LaTosha Brown, the founder of Black Voters Matter, echoed King’s message, adding that the March represented a moment to “think” about how a change would occur. “This ain’t just a moment for us to say how we’re going to protest. This is the moment for us to really think about how we’re going to transform this nation. And the transformation starts with us, where we decide that all human beings deserve to be treated with dignity and respect!”

Battle in the Senate

Democrats believe that part of that transformation must come in the form of the John Lewis Voting Rights Advancement Act.
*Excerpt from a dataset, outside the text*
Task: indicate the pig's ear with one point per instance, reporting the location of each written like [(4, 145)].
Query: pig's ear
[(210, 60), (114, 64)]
The bill passed through the US House of Representatives last Tuesday, but its prospects in the US Senate appear less favourable. Currently, all 50 Democrats in the Senate and a further 10 Republicans would need to vote in favour of the bill for it to pass.

Senate Minority Leader Mitch McConnell has previously described the voting rights bill as 'unnecessary'

For Grant Lewis, the youngest brother of the late John Lewis, support for the bill goes beyond partisanship. He believes that now is the time for the nation's chief decision-makers to stand on the right side of history.

“Just think, 58 years later we are still fighting for those same rights. Something about that just don’t sound right,” he told the crowd on Saturday. “It doesn’t matter what side of the aisle you are on. It’s more important to be on the right side of history.”

International support was not in small measure either. Here in the UK, OBV led the rallying call for international support of the U.S. protest, with a series of images across social media aiming to draw support for the marchers. The organising group behind the campaign 'March On' have now set a target of registering 2 million new voters before the 2022 midterms.